А.Г. Чем, по-вашему, вызван такой дисбаланс?

В.К. Я могу отделаться общей фразой, что пространство вообще находится на периферии современной культуры. Современная культура хроноцентрична, она работает со временем, она вырастает из времени, она считает время. Это, во-первых. Во-вторых, тут есть такая парадоксальная вещь. Сама культура, и в частности государство, и особенно государство бюрократическое, чрезвычайно сильно выражает себя в пространстве. И в этом смысле современное общество и современное государство беспрерывно работает с пространством, и оно не нуждается в критике – и даже просто взгляде – со стороны.
В этом смысле география современному обществу, причем обществу любому, практически ведь не нужна; общество само знает – вернее, считает, что знает – все, что ему нужно. География занимает свое место в системе наук по одной-единственной причине – только потому, что по традиции география является школьным предметом. Это видно хотя бы по тому, скажем, сколь мало географов привлекались к профессиональным работам, когда распадался и распускался Советский Союз. Мы видим огромную плеяду экономистов, большую плеяду правоведов, которые пришли во власть, принесли профессиональные представления и начали проводить какие-то акции, неважно – удачные или неудачные.
В то же время стремительно перестраивалось все пространство Северной Евразии, частью которого был распад Советского Союза. И я рискну сказать, что географы не привлекались, а если и привлекались, то только для обслуживания уже принятых решений. Грубо говоря, в 1989 или в 1990 году никто не спросил географов, распадется ли Советский Союз, тогда как профессионалы – немногие, правда, – понимали, что процесс зашел так далеко, что его уже даже бессмысленно останавливать. В 1989-1990 году, на мой взгляд, уже было понятно, что происходит и что произойдет. Хотя бы потому, что Советский Союз был очень четкой пространственной конструкцией. И эта конструкция была более или менее известна профессионалам – немногим профессионалам, но известна. Но мы, по-моему, немножко уклонились от темы культурного ландшафта.

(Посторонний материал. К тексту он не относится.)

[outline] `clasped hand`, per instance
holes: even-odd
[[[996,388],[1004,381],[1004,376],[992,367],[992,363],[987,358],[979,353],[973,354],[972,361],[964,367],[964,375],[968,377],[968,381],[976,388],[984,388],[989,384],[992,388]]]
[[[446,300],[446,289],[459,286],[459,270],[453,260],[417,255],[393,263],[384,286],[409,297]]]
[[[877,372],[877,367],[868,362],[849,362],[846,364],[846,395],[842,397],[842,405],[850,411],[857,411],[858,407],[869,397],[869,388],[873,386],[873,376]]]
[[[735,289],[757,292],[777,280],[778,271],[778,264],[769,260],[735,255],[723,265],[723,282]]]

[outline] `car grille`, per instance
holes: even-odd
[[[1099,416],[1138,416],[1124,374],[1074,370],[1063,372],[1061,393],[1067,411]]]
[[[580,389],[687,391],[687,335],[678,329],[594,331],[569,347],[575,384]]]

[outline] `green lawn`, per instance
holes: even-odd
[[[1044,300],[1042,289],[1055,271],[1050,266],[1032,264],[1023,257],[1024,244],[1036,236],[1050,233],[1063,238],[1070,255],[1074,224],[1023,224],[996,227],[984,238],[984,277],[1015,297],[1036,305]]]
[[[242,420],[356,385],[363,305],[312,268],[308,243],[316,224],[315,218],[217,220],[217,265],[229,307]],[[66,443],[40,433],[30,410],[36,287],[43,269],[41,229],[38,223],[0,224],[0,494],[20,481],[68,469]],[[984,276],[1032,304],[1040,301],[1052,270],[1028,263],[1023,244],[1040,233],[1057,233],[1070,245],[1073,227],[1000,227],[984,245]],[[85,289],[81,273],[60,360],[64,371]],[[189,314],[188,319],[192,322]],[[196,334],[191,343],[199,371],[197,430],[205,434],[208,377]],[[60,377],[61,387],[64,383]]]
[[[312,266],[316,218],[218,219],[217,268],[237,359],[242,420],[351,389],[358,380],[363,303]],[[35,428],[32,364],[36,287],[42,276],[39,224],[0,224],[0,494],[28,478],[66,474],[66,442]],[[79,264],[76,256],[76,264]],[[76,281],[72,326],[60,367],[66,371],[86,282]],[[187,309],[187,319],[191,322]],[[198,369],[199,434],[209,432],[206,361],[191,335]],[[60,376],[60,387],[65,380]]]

А.Г. Да нет, не уклонились, потому что очень странно слышать это в стране, которая когда-то занимала одну шестую, сейчас, наверное, одну седьмую часть суши. В стране, которая самая большая по территории, в стране, которая самая северная по территории, и самая холодная – если не самая северная, то самая холодная. Казалось бы, что здесь-то географ должен быть царем и богом. Это отсутствие традиций или?...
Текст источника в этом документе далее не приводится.